Амур-батюшка. Николай Задорнов
самая тревожная из забот – отпала, и Федор вдруг почувствовал смертельную усталость. И хотя работы еще хватало, но браться ни за что не хотелось. Сказалась наконец усталость от долгого сибирского пути.
– Федор, а Федор! – Сильной рукой Агафья потянула мужа за плечо.
Он нехотя поднялся на лавке и с ожесточением схватил себя за подбородок, словно собирался вырвать жидкую бороденку.
– Слышь ты, да ты одурел, что ли? Продери глаза-то… Ступай, кликни Бормотовых али Ивана ли Карпыча, будет тебе валяться: медведь у стана.
– Медведь? – Федор вытаращил свои маленькие глаза и стал живо обуваться.
– Ощерился пастью-то да ка-ак фыркнет!.. Встретился-то, будь он неладный!..
Федор схватил ружье, заткнул топор за пояс и без шапки побежал к Бердышову. По дороге он выпалил из ружья.
– Ты что это? – спросил Егор, точивший у своей землянки топор на круглом камне.
– Беда, Кондратьич, медведь чуть Агафью не подрал! – сказал Федор. – Пойдем к Ивану скорей.
Бердышов, услыхав, что к озеру вышел зверь, снял со стены ружье. Егор пришел с рогатиной – он сделал ее накануне, насадил железное острие на палку, собираясь «воевать» с медведями.
– А почему ты, Иван, не берешь штуцера? – спросил Егор. – Ведь он бьет дальше, чем кремневка?
– По привычке старое ружье таскаю.
– Плохи, что ль, новые?
– Нет. Но я все думаю: неужели хуже охотником стал? Хороший охотник должен уметь из плохого ружья взять зверя. Гольды говорят, самое лучшее – пороть медведя рогатиной, а еще лучше ножом. Я тоже думаю, кто к хорошему оружию привыкнет, будет трус.
Пока мужики собирались, барабановская корова сама прибежала на берег к своей землянке.
Барабанов успокоился, сходил домой, взял сошки, чтобы удобней было стрелять, и впопыхах позабытую шапку.
– Рыба есть, теперь мясо надо заготовить на зиму, – говорил Иван.
– Медвежьего-то, – подтвердил Федор.
– У гольдов обычай: про медведей не говорить, слово «медведь» не произносить.
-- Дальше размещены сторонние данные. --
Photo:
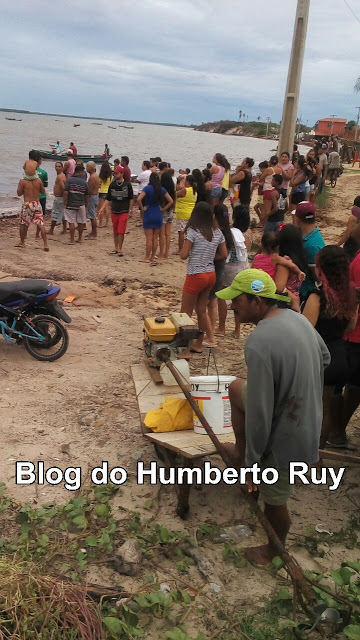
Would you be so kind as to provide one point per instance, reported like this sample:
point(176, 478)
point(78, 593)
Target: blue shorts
point(216, 192)
point(92, 205)
point(153, 218)
point(272, 226)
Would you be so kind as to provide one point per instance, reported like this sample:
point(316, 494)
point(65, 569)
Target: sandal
point(339, 445)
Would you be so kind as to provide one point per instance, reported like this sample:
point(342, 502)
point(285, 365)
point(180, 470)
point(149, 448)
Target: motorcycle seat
point(14, 288)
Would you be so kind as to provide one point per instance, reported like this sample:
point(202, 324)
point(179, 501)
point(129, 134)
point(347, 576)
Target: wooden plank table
point(190, 446)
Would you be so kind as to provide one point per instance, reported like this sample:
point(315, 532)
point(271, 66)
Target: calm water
point(181, 147)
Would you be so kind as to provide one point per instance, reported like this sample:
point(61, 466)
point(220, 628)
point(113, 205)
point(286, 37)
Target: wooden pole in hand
point(295, 572)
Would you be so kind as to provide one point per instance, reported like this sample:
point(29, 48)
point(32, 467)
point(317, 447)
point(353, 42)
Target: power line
point(352, 11)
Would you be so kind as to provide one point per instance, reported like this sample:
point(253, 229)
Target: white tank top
point(267, 182)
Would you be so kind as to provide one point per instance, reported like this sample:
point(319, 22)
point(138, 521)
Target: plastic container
point(183, 368)
point(160, 329)
point(211, 394)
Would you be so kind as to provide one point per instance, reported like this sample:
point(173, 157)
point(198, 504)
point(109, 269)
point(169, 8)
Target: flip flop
point(341, 445)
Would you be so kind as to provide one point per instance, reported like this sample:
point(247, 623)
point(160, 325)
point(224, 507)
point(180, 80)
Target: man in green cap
point(277, 413)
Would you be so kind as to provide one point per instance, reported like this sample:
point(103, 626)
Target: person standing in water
point(31, 210)
point(57, 213)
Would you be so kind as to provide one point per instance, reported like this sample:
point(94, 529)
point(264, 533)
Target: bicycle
point(40, 334)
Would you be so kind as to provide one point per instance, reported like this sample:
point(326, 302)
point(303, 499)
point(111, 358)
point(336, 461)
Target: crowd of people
point(303, 386)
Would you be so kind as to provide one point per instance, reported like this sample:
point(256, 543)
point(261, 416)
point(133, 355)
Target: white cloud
point(203, 59)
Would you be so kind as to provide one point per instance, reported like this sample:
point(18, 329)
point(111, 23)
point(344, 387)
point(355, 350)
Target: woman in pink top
point(217, 172)
point(70, 164)
point(287, 170)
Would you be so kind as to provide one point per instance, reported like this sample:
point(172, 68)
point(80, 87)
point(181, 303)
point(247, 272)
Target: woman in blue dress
point(156, 200)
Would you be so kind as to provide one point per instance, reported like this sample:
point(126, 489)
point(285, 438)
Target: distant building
point(327, 126)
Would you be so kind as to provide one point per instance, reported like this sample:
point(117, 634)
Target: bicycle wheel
point(56, 339)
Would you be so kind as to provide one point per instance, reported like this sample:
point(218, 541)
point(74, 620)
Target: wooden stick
point(338, 455)
point(293, 568)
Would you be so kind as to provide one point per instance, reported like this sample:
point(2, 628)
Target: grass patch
point(45, 553)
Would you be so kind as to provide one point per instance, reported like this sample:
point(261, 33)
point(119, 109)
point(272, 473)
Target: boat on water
point(49, 155)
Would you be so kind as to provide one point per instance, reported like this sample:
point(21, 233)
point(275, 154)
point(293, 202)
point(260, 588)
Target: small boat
point(48, 155)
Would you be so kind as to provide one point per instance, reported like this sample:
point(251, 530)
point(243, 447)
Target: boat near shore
point(48, 155)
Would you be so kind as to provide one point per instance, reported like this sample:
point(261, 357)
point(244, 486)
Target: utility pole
point(357, 124)
point(267, 125)
point(291, 100)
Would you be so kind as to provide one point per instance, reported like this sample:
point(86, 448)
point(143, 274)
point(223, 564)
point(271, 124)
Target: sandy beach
point(86, 399)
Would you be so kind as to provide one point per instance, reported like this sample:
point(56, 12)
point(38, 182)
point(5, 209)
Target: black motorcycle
point(30, 314)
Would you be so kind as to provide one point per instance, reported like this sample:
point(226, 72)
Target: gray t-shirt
point(334, 160)
point(202, 253)
point(285, 358)
point(77, 190)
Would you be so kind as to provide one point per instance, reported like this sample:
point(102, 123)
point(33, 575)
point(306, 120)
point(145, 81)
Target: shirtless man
point(57, 213)
point(31, 210)
point(70, 164)
point(93, 186)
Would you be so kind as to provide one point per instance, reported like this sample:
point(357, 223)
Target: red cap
point(305, 211)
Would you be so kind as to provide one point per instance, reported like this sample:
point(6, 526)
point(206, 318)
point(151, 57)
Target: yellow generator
point(168, 337)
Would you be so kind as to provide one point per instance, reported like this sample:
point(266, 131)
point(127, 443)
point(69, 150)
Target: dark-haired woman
point(315, 170)
point(154, 195)
point(203, 240)
point(291, 248)
point(238, 247)
point(298, 182)
point(221, 214)
point(207, 183)
point(185, 203)
point(332, 310)
point(217, 171)
point(203, 194)
point(106, 176)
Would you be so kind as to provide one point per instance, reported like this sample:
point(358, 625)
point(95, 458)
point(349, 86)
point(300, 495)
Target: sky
point(181, 61)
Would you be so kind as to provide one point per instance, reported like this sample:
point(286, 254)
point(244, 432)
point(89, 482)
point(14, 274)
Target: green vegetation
point(254, 128)
point(45, 554)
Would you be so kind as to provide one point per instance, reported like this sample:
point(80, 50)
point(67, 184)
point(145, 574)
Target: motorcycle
point(30, 314)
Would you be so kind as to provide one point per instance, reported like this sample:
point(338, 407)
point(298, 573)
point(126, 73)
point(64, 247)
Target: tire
point(44, 325)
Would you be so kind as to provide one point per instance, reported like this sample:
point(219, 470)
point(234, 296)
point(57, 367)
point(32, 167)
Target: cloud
point(187, 61)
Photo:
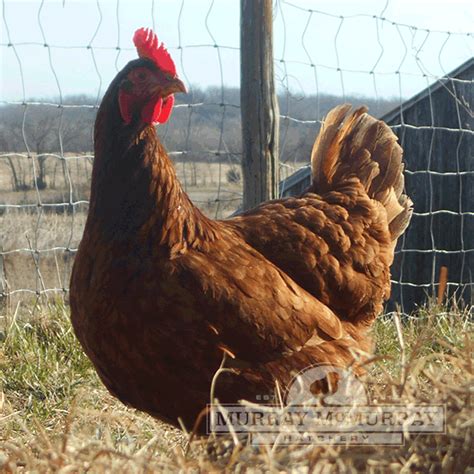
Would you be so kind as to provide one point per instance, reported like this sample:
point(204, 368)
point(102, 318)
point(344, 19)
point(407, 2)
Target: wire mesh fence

Ночью про медведей не поминают, а то задерет. А мы орем: «Медведь, медведь!..»
Мужики отправились к озеру напрямик через релку, чтобы оттуда идти на Додьгу. Едва вошли они в лес, как сзади послышался топот. Вдогонку охотникам бежал Пахом Бормотов с ружьем. В последнюю минуту и он решил идти на медведя.
– Медвежатничал? – спросил его Иван.
– Приводил Господь!
Спустившись к озеру, охотники увидели на песках частые медвежьи следы, шедшие в разных направлениях вдоль берега.
Иван повел их налево, к устью речки, стараясь держаться под зарослями.
– Вон мишка-то лакомился, – показал он на красноватые кустарники, обрызганные звериною слюной, – загребал лапами и, паря, посасывал.
В голосе Бердышова, как и обычно, когда он говорил про зверей, слышались и умильное любование медведем, и дружеская насмешка над его привычками.
След привел охотников к одному из рукавов Додьги. Речка обмелела и притихла.